AnVIL data is now provided through the AnVIL Data Explorer The AnVIL Gen3 data portal is no longer available. Instead, go to AnVIL Data Explorer.
AnVIL data overview
- You can find AnVIL datasets in the AnVIL Data Explorer, and the Data Use Oversight System (DUOS).
- Some AnVIL datasets are open-access, yet most are controlled-access, and require permission to access the data. You can obtain permission to access controlled data from dbGaP or the Data Use Oversight System (DUOS).
- The AnVIL Data Explorer provides faceted search and selection of AnVIL studies and the ability to export the user-selected data to either:
- A Terra user workspace for analysis in Terra (preferred)
- A TSV manifest, which can be used as input to download the data
- The structure and content of dataset tabular data are as provided by the data submitters. This includes the data dictionary, the names of tables and columns, and the values. There is often similarity among datasets submitted by the same consortium, yet substantial variation overall.
- The AnVIL data is hosted by the Terra Data Repository, although the TDR system is not used by researchers directly.
- AnVIL data is accessed using the GA4GH Data Repository Service (DRS) protocol.
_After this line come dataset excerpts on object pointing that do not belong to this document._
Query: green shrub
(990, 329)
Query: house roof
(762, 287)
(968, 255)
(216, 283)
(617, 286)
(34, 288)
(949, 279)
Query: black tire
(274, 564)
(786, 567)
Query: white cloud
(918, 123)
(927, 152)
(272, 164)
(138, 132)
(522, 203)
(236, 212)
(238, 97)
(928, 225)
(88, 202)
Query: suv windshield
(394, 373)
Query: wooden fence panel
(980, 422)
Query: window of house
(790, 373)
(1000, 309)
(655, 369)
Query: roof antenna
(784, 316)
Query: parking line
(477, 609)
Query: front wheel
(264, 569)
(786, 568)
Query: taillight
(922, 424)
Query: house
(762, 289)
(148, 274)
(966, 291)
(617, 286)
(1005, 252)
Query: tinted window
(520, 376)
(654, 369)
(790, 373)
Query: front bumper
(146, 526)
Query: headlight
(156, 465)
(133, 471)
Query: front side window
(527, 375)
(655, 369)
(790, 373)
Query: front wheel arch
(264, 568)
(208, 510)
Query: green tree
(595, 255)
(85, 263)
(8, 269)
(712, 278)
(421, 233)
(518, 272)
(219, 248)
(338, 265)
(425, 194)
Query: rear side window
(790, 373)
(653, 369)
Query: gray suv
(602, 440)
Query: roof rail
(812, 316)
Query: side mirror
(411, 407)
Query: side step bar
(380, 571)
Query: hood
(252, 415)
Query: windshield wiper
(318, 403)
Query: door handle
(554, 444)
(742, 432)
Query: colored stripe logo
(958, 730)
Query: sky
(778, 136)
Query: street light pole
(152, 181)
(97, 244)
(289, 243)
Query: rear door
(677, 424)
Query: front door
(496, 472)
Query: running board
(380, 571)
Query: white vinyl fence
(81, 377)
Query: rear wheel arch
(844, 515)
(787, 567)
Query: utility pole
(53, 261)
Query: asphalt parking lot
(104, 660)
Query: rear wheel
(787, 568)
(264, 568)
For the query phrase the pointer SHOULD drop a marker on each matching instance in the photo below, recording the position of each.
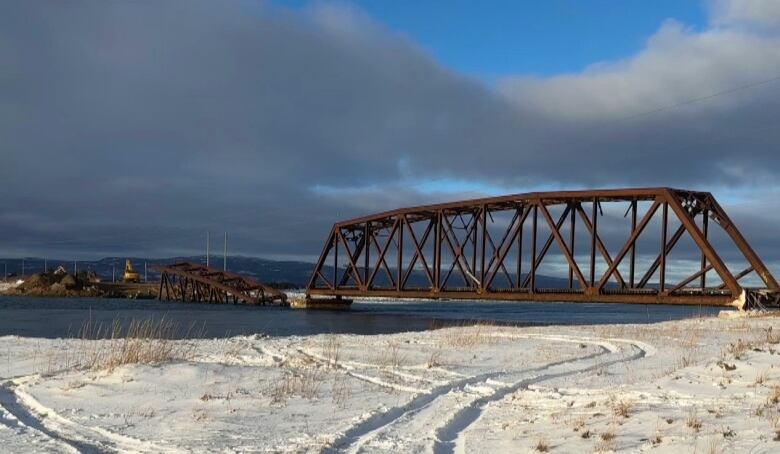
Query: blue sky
(273, 122)
(504, 37)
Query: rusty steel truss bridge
(188, 281)
(490, 249)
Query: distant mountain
(283, 273)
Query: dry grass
(693, 421)
(149, 341)
(303, 382)
(622, 408)
(471, 335)
(542, 446)
(331, 349)
(761, 377)
(435, 359)
(774, 396)
(607, 440)
(738, 349)
(714, 446)
(391, 357)
(770, 336)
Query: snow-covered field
(701, 385)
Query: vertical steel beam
(399, 257)
(473, 237)
(705, 226)
(664, 231)
(632, 264)
(520, 252)
(595, 222)
(572, 225)
(366, 250)
(484, 245)
(533, 247)
(437, 253)
(336, 283)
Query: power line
(703, 98)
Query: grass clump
(147, 341)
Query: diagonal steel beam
(546, 247)
(599, 244)
(562, 243)
(704, 245)
(632, 239)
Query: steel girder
(461, 241)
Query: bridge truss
(489, 249)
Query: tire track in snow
(77, 437)
(448, 435)
(10, 402)
(358, 435)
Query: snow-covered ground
(700, 385)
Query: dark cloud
(131, 127)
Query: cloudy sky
(132, 127)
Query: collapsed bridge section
(599, 243)
(186, 281)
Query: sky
(131, 128)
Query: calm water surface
(60, 317)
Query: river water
(60, 317)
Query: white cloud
(751, 12)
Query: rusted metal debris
(188, 281)
(463, 252)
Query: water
(60, 317)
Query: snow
(703, 385)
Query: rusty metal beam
(479, 259)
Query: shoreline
(670, 386)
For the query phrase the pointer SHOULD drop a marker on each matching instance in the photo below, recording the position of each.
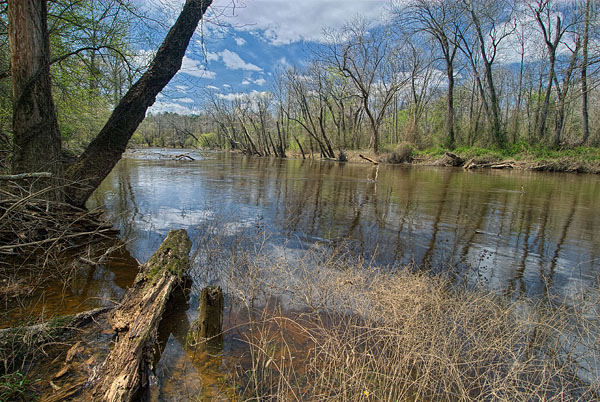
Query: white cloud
(245, 96)
(283, 21)
(212, 56)
(172, 107)
(258, 81)
(234, 62)
(195, 68)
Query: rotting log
(450, 159)
(125, 373)
(210, 314)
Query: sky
(243, 43)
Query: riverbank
(338, 328)
(522, 157)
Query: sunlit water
(519, 233)
(522, 233)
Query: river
(523, 234)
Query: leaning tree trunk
(35, 128)
(106, 149)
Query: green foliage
(13, 387)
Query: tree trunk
(450, 110)
(37, 138)
(106, 149)
(584, 87)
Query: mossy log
(125, 373)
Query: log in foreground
(125, 373)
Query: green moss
(172, 256)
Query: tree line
(85, 35)
(446, 73)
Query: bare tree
(367, 57)
(439, 19)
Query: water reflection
(523, 233)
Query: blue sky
(239, 48)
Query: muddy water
(520, 233)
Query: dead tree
(125, 373)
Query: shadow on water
(521, 233)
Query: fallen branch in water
(21, 176)
(127, 370)
(369, 159)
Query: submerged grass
(324, 325)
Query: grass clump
(329, 327)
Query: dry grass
(326, 326)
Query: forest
(508, 75)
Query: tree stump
(210, 313)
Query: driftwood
(209, 326)
(373, 161)
(450, 159)
(125, 374)
(501, 165)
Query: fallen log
(450, 159)
(491, 165)
(125, 374)
(373, 161)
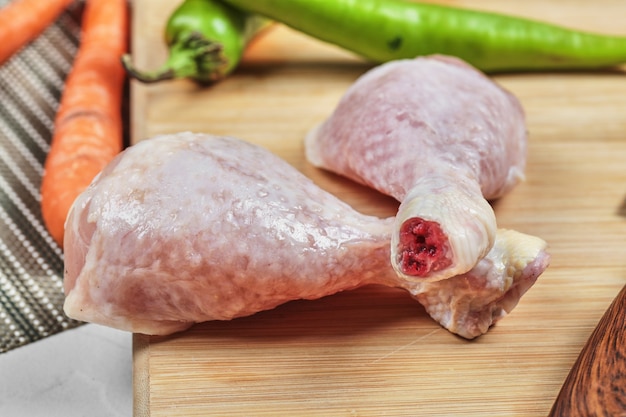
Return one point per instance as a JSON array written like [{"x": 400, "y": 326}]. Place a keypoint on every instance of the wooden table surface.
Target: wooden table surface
[{"x": 374, "y": 351}]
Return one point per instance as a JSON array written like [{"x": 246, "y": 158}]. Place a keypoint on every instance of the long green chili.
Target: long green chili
[
  {"x": 206, "y": 40},
  {"x": 392, "y": 29}
]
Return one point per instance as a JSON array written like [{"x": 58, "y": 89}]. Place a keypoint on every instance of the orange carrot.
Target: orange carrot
[
  {"x": 21, "y": 21},
  {"x": 88, "y": 129}
]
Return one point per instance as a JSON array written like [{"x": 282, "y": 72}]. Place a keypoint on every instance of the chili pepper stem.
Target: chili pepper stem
[{"x": 191, "y": 55}]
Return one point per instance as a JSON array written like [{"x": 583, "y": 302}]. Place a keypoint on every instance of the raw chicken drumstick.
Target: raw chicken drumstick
[
  {"x": 186, "y": 228},
  {"x": 441, "y": 138}
]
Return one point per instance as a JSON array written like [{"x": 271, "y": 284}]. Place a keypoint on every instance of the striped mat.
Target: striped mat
[{"x": 31, "y": 263}]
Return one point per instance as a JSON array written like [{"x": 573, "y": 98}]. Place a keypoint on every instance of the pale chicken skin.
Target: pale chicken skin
[
  {"x": 441, "y": 138},
  {"x": 185, "y": 228}
]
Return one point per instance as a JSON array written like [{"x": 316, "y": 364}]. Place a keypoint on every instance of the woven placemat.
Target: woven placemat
[{"x": 31, "y": 263}]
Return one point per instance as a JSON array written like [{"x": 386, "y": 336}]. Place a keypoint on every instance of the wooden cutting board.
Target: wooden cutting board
[{"x": 374, "y": 351}]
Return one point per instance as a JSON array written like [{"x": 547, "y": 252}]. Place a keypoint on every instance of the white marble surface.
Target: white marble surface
[{"x": 85, "y": 371}]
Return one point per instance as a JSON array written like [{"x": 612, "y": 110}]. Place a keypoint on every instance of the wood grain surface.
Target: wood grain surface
[
  {"x": 374, "y": 351},
  {"x": 596, "y": 384}
]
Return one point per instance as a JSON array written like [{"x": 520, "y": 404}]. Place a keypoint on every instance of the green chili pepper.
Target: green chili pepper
[
  {"x": 206, "y": 40},
  {"x": 385, "y": 30}
]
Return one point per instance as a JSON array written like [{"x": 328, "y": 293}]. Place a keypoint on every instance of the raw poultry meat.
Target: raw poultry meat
[
  {"x": 190, "y": 227},
  {"x": 441, "y": 138}
]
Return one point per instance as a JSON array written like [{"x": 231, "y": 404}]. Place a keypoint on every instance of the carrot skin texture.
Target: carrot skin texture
[
  {"x": 21, "y": 21},
  {"x": 88, "y": 128},
  {"x": 381, "y": 31}
]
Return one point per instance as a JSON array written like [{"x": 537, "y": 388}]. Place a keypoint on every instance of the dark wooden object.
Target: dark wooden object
[{"x": 596, "y": 384}]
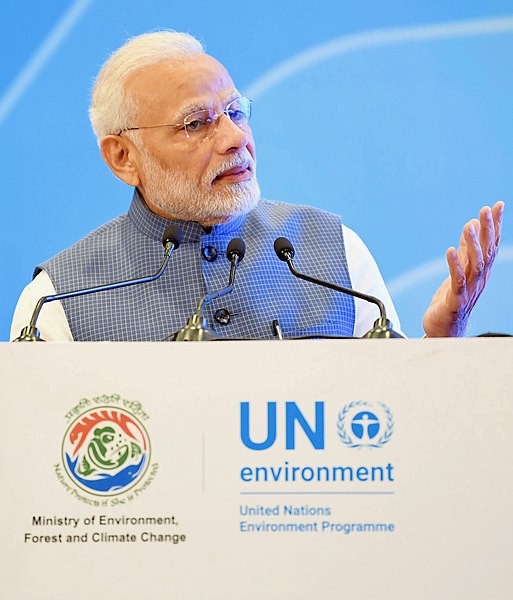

- Each file is identified by a unique DRS URI.
- AnVIL data files are stored in Google Cloud Storage buckets in the GCP
us-central1
region.- These buckets are Requester Pays, meaning the user requesting the data is charged for all access to the data, including downloading. See Using Requester Pays workspaces/Buckets in Terra for more details.
- Note that when AnVIL data is analyzed in Terra and accessed via DRS URIs, the user is not charged for data access.
Best practices for analyzing AnVIL data
Researchers analyzing AnVIL data are encouraged to use the Terra GCP analysis platform, which provides free on-demand access to AnVIL data and secure, scalable interactive and batch computation. Working in Terra minimizes data storage and egress costs as there are no data access charges for dynamic/on-demand AnVIL data access (via GA4GH DRS protocol) when used in Terra GCP in the GCP us-central-1 region. If data is downloaded to a Terra workspace bucket, standard Google storage costs will apply to that data.
Recommended AnVIL data access flow
Part 1: Set up billing/access > Part 2: Select data (Data Explorer) > Part 3: Export files for analysis
If you need to download data locally to analyze (note potential cost)Researchers who choose to perform their analysis on local/institutional systems may do so. However, NHGRI AnVIL policy requires users to pay the out-of-cloud download costs Google charges. Files downloaded to local/institutional systems will incur Google data access costs.